Devendra Banhart is no stranger to anyone who reads these pages. Flying Wig sees the Houston-born musician and songwriter releasing his 11th album into the wild. He is 21 years deep into a recording career and shows no slowing down in the exploration of pushing the boundaries of his sound. Flying Wig is a hypnotic and captivating listen from the very beginning. The sometimes perceived gentleness of his songs, take an an otherworldly turn on many of the tracks here. As someone who started life as a spiritual folk artist, he has grown into having a cult following and Flying Wig represents Banhart at his most stripped back, allowing the songs the space to breath and grow.
He recorded the album alongside stablemate and friend Cate Le Bon, who took the helms of producing (she’ll also crop up in a few weeks time at the helm of Wilco’s new album Cousin too). After spending years cultivating a relationship and with careers that have sometimes mirrored each other, Flying Wig marks the first time that the two have actually entered the studio together. The results are remarkable with Banhart stating that “We set out to make a record sonically unlike anything I have made before – with a new creative partner at the helm. We definitely wanted a new sound, electronic yet organic and warm…we wanted to draw out and emphasise the emotional aspect of a synthesiser.”
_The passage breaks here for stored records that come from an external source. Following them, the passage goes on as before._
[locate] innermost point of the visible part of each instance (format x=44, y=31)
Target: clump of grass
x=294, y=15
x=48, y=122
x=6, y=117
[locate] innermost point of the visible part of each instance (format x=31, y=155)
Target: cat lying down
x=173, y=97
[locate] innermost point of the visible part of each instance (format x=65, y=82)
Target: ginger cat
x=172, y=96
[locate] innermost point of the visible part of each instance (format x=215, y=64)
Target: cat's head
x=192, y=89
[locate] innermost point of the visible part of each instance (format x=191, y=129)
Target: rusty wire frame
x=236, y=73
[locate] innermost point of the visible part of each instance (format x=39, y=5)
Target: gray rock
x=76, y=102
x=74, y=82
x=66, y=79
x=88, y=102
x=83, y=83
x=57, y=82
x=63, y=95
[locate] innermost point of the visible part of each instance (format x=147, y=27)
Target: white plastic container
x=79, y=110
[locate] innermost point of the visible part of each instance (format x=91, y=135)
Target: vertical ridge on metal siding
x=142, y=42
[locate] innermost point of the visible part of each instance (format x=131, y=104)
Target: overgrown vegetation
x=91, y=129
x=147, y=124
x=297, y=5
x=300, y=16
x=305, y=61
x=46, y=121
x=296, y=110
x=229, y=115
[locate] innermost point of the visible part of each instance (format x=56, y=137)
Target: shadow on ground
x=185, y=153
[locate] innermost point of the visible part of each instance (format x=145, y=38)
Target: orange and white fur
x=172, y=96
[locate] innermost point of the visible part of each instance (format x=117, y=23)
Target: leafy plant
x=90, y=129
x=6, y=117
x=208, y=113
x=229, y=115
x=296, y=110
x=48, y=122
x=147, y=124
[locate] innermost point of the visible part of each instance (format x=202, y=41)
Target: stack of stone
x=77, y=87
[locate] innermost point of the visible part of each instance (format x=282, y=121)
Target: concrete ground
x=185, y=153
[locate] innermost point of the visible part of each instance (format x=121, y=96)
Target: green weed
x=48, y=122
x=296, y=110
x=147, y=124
The whole album seeks to find the upside and the glimmering in an otherwise dark an fleeting world, about seeking to find the small moments of happiness in amongst the bleak, celebrating the freedom and joy that life can bring. They found this by recording in a redwood cabin studio, deep in the woods and once owned by Neil Young. Banhart spent the whole process listening to the Grateful Dead and Banhart speaks that the whole album is about “searching for hope, searching for a safe feeling”
Flying Wig is unlike anything he has recorded before, partly due to having a new producer and allowing himself to explore avenues previously untouched. The sense of isolation brought by the cabin it was recorded in is no more prevalent on songs like ‘Sight Seer’ and ‘Sirens’, songs that shimmer with a sadness whilst the music brings last song at the disco vibes. That’s not to say that there isn’t upbeat moments either, with songs like ‘Charger’ and the closing track ‘The Party’ both in particular bouncing along and leaving the listener filled with joy.
Even the title track comes from a joyful moment in the cabin. The wig in question being a birthday present from the artist and friend Isabelle Albuquerque. Banhart placed the wig on a mic stand in his living room where it stayed for months. Over time, Banhart began imagining the wig flying off while he was asleep and having adventures with the other toupees that fly around the night sky, “it seemed a lovely and haunting image, a symbol for freedom” Banhart stated.
He is on record as listing the other inspirations for the album ranging from “the ballroom scene of the mid 80s” through to “the bloodshot eyes of the divorcee” and “the rebellious nun”. Backed by his trusted band of long-term collaborators including Nicole Lawrence on pedal steel and guitar and Euan Hinshelwood on saxophone, the eeriness and woozy sound that Le Bon brings to proceedings is prevalent throughout these ten tracks, and adds to an already glittering catalogue which is well worth exploring for anyone who likes their folk a little murkier and out there.
The lead single ‘Twin’ is an outlier here, thumping twice as hard as anything else that surrounds it, urgent in its delivery and its message with Banhart trapped in a prison in his own imagination, in the “same desolate space” with the “same no way out” but trying to remember what needs to be cherished “this precious thing / at the heart of everything you wanted”.
Stepping outside of himself to examine the unspeakable, Devendra Banhart is suddenly freer than a bird. He is as free as a wig that transcends bot the body and mind, and makes for the skies above.